Tagesarchive: 27. September 2000

Nichts mehr sehen von dem Schmerz der Welt – Lars von Triers Film „Dancer in the Dark“

Von Bernd Berke

Man sitzt im Kino, und es bleibt einige Minuten lang vollkommen schwarz auf der Leinwand. Wann fängt der Film denn endlich an?

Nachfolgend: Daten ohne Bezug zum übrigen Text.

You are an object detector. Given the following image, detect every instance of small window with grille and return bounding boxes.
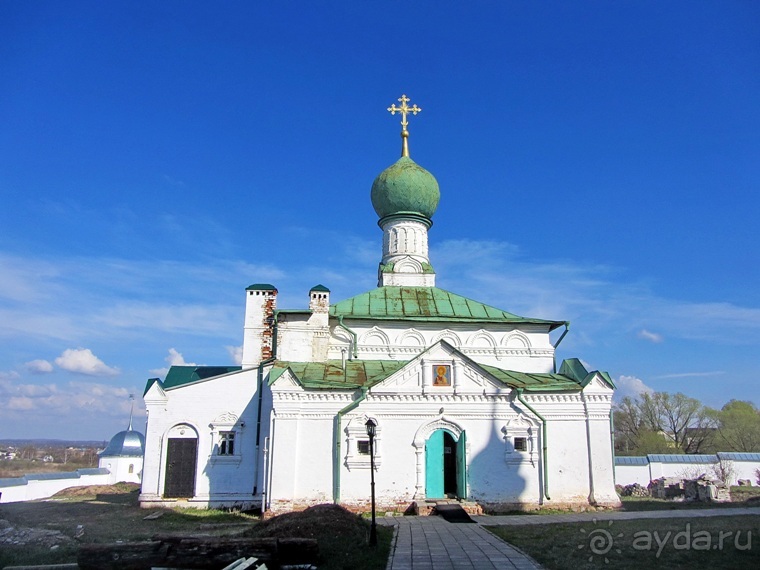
[219,431,235,455]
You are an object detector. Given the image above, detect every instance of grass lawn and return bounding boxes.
[0,485,393,570]
[488,511,760,570]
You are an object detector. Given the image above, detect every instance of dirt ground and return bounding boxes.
[0,484,392,569]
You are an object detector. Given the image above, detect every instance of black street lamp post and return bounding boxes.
[364,420,377,546]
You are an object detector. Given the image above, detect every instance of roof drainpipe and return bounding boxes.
[333,388,368,505]
[253,311,277,495]
[338,315,359,358]
[610,409,617,485]
[552,321,570,374]
[516,388,548,501]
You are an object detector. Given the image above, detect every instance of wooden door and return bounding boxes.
[164,437,198,498]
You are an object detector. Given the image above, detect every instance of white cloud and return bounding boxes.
[55,348,119,376]
[653,370,726,379]
[636,329,663,344]
[224,344,243,366]
[613,375,654,402]
[0,382,137,412]
[24,359,53,374]
[150,348,198,378]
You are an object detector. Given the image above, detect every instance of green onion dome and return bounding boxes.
[371,156,441,218]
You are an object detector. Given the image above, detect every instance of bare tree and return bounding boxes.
[615,392,717,453]
[715,400,760,453]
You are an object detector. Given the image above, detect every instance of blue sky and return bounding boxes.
[0,0,760,439]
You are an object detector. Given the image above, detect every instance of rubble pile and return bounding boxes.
[647,477,684,500]
[648,474,731,503]
[621,483,649,497]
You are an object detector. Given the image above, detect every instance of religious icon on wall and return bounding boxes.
[433,364,451,386]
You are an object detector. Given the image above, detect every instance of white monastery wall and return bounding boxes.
[615,452,760,487]
[0,469,117,503]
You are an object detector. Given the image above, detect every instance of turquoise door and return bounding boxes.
[425,429,445,499]
[457,432,467,499]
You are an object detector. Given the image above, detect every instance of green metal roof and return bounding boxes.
[269,360,582,392]
[245,283,277,291]
[330,286,565,330]
[163,366,242,390]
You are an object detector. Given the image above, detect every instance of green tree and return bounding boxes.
[715,400,760,453]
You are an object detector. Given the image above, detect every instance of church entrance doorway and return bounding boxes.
[425,429,467,499]
[164,437,198,499]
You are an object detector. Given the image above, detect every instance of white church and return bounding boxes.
[140,96,620,513]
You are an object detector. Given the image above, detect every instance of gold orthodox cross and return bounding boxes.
[388,95,422,157]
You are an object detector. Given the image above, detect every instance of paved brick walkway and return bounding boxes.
[378,516,541,570]
[378,508,760,570]
[472,507,760,526]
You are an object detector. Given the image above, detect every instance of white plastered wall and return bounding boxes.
[140,368,263,508]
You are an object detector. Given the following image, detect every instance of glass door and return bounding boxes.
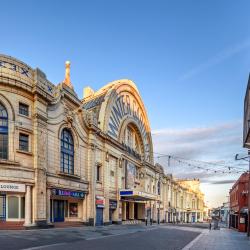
[53,200,64,222]
[0,195,6,220]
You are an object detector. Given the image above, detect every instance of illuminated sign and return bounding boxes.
[0,182,25,193]
[95,195,104,208]
[108,92,150,160]
[52,189,85,199]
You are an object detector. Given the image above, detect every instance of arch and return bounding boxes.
[0,102,9,160]
[60,128,74,174]
[96,79,153,164]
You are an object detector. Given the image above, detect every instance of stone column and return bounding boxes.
[24,185,32,227]
[46,189,51,224]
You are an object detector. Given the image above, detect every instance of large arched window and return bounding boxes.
[0,103,8,160]
[61,128,74,174]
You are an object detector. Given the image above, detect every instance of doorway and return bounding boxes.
[0,195,6,221]
[53,200,64,222]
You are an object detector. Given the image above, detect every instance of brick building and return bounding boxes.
[229,173,249,232]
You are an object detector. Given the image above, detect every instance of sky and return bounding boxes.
[0,0,250,206]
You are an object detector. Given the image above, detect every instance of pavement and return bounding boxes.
[183,228,250,250]
[0,224,250,250]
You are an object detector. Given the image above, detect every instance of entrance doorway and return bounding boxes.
[53,200,64,222]
[95,207,103,226]
[0,195,6,221]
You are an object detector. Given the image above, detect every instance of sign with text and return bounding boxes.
[108,92,150,161]
[0,182,25,193]
[125,161,136,189]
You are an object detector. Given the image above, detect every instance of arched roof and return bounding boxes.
[83,79,153,163]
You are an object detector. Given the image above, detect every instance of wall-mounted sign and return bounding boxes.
[95,195,104,208]
[0,60,32,78]
[0,182,25,193]
[240,217,245,224]
[125,161,136,189]
[51,188,85,199]
[109,200,117,209]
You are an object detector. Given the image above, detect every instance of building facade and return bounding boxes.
[0,55,204,227]
[229,173,249,232]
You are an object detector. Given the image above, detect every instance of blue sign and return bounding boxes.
[52,189,85,199]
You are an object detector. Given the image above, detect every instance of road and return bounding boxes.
[0,225,200,250]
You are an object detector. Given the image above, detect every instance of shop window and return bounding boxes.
[0,103,8,160]
[69,203,78,217]
[19,133,29,152]
[20,197,25,219]
[8,196,19,219]
[19,102,29,116]
[61,128,74,174]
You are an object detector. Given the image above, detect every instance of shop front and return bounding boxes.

Er hat begonnen. Die musikalisch untermalte Dunkel-Passage gehört schon dazu. So wird man eingestimmt auf die Geschichte einer Frau, die allmählich ihr Augenlicht verliert und sich langsam damit abfindet: „Noch mehr von der Welt sehen zu wollen, wäre Gier“, redet sie sich ein.

Die Isländerin Björk, bislang vor allem als höchst kreative Popsängerin gerühmt, spielt in Lars von Triers 138-Minuten-Film „Dancer in the Dark“ (Goldene Palme in Cannes) jene ärmliche Fabrikarbeiterin Selma. Kann sie das?

Björk als bedauernswerte Fabrikarbeiterin

Und ob! Wie dringlich und mutig sie spielt, als ginge es wirklich ums ganze Leben! Daneben verblasst sogar Catherine Deneuve als Fabrikkollegin und besorgte Freundin. Diese Selma ist (ähnlich wie Emily Watson in von Triers bewegendem „Breaking the Waves“) eine jener seltsam entrückten „Heiligen“, eine wie von ganz weit her gesandte Gestalt: bestürzend elend, einsam, erdhaft, nahezu pflanzlich vegetierend, jeder Unbill schutzlos ausgeliefert – jedoch kraft ihrer Leidensfähigkeit und ihrer nie ganz versiegenden Hoffnung geradezu überirdisch erhoben.